Application of the Deformation Mapping Technique to Assess Deterioration in Cement-Based Materials

A revealing fact concerning the sophistication of modern concrete durability research is that, for the most part, structures still are categorized as sufficiently intact, irreparably damaged, or usually somewhere subjectively in between. Standard compression tests may indicate loss of serviceability in the advanced stages of deterioration when macroscopic damage is clearly visible and when future repair is inevitable. If there were a way, however, to quantify the progression of early microscopic damage before macroscopic damage occurs, structures conceivably could be identified for which early repair or isolation could provide costefficient alternatives to removal and replacement. With this goal in mind, the image analysis–based deformation mapping technique (DMT) becomes an attractive candidate for a quantitative forensic tool.
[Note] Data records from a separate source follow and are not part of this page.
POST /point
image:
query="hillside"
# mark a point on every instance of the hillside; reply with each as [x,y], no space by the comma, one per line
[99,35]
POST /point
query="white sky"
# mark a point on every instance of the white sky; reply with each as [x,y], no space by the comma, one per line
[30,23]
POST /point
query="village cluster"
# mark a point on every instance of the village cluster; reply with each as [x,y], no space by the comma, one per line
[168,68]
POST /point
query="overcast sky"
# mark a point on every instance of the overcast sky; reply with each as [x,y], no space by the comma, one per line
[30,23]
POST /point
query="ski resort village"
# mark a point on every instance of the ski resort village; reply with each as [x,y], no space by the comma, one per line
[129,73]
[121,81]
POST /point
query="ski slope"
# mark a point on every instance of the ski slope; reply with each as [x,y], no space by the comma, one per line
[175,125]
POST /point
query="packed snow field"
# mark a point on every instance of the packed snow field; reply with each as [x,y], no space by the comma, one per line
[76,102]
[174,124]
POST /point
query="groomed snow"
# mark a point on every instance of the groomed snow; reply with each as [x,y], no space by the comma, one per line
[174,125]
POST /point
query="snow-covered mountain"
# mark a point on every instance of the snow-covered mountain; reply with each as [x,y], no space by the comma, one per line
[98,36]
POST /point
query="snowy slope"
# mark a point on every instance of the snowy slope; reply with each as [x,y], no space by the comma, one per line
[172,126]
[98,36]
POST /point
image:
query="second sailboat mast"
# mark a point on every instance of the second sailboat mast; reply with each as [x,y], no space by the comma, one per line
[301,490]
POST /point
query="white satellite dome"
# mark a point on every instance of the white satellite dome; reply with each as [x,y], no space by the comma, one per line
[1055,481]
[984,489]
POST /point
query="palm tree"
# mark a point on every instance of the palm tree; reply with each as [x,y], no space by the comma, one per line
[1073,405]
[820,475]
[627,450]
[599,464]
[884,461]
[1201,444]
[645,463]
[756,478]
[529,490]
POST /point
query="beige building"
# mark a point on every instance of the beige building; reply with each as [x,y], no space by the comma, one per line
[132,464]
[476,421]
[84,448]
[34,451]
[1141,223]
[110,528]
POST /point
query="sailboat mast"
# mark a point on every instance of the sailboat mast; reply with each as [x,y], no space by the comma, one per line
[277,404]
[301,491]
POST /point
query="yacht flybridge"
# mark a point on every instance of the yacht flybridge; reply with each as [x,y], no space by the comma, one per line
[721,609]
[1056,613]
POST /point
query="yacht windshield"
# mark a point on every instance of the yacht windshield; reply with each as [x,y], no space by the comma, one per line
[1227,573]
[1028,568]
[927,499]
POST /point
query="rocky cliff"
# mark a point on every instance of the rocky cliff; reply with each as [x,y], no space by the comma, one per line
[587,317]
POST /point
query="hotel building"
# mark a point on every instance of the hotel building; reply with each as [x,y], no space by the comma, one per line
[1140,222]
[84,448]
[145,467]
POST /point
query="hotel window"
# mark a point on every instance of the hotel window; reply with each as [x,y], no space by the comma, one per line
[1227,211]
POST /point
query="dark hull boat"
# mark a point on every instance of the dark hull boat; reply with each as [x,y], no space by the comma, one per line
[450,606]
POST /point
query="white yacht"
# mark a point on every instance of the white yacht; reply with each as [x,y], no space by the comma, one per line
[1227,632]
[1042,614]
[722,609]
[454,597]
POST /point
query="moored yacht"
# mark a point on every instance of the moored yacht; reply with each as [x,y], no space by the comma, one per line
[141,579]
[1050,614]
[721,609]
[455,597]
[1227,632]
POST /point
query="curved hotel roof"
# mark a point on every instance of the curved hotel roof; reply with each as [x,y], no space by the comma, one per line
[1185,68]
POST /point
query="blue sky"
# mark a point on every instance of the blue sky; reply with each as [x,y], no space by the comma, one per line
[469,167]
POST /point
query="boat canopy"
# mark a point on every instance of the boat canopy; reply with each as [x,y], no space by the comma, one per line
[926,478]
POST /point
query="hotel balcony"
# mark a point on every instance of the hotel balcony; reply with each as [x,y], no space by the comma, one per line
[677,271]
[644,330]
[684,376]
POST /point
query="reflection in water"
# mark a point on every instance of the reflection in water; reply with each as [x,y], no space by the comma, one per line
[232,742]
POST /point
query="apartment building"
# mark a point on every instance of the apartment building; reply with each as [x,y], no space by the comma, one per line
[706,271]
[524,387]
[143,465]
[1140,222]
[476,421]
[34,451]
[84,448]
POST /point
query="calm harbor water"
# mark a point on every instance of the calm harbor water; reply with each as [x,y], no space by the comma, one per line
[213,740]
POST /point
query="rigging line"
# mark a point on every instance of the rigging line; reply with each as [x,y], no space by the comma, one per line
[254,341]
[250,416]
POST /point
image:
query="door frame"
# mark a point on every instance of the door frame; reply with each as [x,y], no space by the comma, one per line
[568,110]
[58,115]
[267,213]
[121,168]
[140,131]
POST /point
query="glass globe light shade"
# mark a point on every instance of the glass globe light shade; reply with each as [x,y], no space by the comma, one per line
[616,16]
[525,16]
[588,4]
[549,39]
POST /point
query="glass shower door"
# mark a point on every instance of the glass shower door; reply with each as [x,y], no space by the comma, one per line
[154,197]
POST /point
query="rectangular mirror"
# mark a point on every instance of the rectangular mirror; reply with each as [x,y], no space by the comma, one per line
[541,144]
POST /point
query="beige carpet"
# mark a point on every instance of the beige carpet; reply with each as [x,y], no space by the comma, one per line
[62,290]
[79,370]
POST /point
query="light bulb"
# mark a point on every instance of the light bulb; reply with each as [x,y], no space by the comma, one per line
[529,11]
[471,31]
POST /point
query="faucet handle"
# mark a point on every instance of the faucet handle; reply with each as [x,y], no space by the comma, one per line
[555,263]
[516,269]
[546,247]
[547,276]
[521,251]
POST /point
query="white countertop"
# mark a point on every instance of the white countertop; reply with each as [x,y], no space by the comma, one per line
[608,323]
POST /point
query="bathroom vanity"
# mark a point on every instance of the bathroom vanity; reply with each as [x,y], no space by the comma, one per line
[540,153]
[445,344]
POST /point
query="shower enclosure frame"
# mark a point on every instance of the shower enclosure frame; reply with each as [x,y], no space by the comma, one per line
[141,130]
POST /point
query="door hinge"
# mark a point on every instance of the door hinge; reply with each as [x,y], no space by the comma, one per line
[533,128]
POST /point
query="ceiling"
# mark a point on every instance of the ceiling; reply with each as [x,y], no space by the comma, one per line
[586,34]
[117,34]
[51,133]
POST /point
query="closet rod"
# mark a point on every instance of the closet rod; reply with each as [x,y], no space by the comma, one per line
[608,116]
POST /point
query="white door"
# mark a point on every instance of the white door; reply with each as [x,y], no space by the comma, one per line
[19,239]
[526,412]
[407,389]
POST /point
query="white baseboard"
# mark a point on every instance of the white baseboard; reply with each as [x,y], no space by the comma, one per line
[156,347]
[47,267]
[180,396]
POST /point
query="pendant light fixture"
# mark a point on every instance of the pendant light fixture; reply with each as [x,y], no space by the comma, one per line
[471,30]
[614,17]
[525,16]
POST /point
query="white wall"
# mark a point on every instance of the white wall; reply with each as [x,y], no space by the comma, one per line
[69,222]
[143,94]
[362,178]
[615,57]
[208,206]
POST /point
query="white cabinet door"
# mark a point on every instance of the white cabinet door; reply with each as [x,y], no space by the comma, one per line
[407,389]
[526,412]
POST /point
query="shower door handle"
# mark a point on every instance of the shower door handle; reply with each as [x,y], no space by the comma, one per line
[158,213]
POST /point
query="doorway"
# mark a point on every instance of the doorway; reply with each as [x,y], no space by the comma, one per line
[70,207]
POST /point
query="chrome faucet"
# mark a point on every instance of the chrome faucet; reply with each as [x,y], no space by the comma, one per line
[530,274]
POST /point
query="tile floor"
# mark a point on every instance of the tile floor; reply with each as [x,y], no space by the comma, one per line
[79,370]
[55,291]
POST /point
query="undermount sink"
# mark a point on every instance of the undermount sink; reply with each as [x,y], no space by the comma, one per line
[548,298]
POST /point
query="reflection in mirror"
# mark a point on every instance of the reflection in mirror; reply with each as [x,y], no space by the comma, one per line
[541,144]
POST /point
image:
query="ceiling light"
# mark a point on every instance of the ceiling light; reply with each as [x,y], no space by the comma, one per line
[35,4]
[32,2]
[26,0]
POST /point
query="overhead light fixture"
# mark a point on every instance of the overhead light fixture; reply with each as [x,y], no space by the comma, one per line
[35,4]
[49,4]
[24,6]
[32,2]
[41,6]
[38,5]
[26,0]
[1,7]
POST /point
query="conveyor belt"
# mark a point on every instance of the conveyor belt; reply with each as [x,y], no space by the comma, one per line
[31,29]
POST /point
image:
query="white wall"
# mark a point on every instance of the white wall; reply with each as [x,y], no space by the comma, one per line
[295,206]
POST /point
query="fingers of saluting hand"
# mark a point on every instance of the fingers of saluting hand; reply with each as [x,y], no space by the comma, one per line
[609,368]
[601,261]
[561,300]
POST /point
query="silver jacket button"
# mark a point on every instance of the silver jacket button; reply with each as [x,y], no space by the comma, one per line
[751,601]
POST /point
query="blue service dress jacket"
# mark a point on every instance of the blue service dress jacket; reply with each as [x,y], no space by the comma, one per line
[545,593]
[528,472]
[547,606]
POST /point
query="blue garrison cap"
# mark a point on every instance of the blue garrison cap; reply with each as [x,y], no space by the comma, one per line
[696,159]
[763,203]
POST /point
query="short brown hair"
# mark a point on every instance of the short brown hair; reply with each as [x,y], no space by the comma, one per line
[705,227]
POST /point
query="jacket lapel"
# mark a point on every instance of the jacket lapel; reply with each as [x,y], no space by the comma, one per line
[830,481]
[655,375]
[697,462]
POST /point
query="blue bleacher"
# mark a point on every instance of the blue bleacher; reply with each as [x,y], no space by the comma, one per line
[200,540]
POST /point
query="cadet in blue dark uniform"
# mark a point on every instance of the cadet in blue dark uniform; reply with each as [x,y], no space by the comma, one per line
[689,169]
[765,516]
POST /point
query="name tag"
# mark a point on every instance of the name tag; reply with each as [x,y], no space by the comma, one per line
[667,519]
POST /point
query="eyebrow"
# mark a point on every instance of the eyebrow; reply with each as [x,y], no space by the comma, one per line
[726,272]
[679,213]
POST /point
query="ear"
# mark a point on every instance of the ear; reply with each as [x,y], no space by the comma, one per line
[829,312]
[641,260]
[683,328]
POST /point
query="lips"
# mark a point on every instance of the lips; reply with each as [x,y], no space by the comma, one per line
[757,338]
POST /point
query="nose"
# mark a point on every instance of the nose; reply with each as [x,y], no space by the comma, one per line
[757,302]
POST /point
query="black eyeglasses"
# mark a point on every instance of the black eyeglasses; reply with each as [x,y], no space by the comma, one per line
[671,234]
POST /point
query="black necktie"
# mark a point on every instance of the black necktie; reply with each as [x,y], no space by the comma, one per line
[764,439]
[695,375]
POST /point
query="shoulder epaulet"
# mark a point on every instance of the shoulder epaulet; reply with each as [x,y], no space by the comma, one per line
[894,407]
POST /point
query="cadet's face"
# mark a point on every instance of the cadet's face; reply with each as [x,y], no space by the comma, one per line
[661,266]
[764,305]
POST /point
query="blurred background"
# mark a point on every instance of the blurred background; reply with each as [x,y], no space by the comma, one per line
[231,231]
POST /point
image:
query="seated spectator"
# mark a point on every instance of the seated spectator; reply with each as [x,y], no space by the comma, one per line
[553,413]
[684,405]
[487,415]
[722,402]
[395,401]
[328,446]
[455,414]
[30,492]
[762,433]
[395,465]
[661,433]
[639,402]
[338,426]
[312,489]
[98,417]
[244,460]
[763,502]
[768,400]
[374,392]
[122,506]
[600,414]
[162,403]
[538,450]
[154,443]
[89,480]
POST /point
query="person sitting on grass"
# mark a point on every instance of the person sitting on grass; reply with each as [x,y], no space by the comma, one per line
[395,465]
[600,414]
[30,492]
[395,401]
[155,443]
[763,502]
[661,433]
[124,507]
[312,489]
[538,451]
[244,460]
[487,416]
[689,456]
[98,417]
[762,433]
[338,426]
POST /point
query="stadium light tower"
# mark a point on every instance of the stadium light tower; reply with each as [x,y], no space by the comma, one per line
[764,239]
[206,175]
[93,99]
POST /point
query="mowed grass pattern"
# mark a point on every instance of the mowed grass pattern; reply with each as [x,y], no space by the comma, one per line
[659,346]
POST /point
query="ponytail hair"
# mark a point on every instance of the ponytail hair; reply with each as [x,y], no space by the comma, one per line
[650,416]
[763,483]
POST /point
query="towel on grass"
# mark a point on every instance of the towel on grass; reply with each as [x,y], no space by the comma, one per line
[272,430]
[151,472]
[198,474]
DMT is a two-dimensional image correlation technique that determines microscopic deformations by computing the relative pixel displacements between an initial and a deformed image. The unique ability of DMT to translate these displacements into principal deformations allows for more accurate quantification of heterogeneous deformation at the microscopic scale, where the central deforming axis is not necessarily coincident with the loading axis. In the current study, the time progression of microstructural changes is shown in a mature ordinary portland cement paste dried at −30 percent relative humidity. Also, DMT illustrates the ability to quantify early microstructural changes by comparing the mechanical deformation response of a sound mortar and a mortar pre-exposed for 7 days in a saturated Na₂SO₄ solution. Isolation of the deformations specific to the paste phase of the mortars was obtained from a combined gray-scale thresholding–DMT procedure, from which high deformation concentrations could be visualized at the paste-aggregate interface of the sulfate-exposed specimen.